Koby Appiah-Sakyi, chief executive of The Bank Hospital, Accra, said the Nigerian market was important because of the huge population estimated at 214 million, more than half of the size of the West African sub-region.

He said most hospitals in Ghana attract organic traffic flow of patients from Nigeria as well as Benin, Ivory Coast, and others.

As a result, the African Medical Tourism Council was established early this year to ease the accessibility of tourists who often grumble about journeying to their destinations, Appiah-Sakyi said.

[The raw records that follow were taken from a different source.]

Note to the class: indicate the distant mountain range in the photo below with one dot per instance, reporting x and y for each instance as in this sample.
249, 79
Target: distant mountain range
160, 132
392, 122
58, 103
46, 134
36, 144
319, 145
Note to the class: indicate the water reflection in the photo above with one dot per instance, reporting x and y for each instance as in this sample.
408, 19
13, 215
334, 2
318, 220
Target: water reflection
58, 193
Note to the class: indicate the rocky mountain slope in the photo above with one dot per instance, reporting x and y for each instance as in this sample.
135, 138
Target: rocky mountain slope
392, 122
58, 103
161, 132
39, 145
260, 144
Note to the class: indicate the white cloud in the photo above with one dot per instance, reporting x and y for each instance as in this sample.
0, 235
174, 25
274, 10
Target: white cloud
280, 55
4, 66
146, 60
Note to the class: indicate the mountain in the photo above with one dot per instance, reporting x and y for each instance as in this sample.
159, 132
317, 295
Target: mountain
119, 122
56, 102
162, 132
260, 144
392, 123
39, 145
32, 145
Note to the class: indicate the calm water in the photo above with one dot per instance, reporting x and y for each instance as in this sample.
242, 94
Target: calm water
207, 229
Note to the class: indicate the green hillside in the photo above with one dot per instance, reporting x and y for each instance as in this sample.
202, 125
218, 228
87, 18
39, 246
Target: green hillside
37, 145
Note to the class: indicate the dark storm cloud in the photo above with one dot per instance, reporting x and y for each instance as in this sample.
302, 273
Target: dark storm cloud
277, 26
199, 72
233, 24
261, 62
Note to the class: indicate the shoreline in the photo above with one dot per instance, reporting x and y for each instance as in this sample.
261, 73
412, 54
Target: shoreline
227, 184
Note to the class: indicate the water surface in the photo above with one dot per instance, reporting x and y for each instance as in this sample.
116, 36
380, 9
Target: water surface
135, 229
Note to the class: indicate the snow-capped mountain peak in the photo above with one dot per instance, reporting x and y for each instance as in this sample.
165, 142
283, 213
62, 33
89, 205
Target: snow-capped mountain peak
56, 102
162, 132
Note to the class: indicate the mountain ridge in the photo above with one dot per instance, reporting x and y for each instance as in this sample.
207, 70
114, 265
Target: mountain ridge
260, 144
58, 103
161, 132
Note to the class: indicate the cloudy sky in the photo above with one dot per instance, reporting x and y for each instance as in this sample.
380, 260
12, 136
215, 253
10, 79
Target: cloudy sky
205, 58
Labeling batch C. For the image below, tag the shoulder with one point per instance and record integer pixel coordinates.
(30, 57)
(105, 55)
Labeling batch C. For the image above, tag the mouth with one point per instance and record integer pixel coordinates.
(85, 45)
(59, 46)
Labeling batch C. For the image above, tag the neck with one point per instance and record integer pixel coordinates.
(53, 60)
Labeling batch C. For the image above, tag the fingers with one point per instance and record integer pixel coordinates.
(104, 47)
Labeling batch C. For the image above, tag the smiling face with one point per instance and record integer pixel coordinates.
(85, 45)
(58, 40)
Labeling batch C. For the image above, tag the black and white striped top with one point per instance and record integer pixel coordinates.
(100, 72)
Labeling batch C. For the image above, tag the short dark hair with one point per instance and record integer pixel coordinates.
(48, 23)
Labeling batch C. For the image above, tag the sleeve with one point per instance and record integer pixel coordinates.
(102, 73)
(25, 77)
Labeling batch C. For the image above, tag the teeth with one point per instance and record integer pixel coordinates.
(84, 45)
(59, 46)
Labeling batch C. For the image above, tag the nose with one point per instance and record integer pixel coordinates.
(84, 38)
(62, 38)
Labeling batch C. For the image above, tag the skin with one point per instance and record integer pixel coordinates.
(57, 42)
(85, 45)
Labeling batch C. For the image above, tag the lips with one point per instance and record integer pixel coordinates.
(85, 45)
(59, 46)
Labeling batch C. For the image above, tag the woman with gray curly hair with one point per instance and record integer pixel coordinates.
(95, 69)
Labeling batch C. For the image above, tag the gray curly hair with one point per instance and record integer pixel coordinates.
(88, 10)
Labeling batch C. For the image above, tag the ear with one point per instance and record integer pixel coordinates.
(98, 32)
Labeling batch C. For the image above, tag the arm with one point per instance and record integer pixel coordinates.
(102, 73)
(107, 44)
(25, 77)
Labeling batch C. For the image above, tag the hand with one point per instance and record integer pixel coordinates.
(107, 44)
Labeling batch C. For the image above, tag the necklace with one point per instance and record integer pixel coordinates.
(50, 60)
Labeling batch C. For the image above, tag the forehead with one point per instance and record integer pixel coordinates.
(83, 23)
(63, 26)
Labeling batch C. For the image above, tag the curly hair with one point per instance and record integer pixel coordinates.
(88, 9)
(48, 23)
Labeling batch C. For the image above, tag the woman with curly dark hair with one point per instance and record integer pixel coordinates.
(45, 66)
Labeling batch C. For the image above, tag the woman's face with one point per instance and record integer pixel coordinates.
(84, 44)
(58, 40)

“It’s an important market and a lot of money goes out of Nigeria to be spent in other parts of the world. What we are saying is that, yes we must go somewhere but within our local sub-region, we must also develop businesses,” he said.

“The reason we need to do this is to expand the scale within the sub-region. If you come and you are operated, the scale stays within the sub-region and it helps us in training our medical students. In 2000, Ghana built the first cardiothoracic centre in the sub-region, which has trained over 100 surgeons, a lot of them Nigerians.”

Appiah-Sakyi returned to Ghana to establish a practice after working at established institutions in the United Kingdom for 18 years and in Qatar for seven years.

He said Ghana’s medical facilities have become modern over the past 15 years, with many returning from abroad to set up facilities that practice at a very high standard.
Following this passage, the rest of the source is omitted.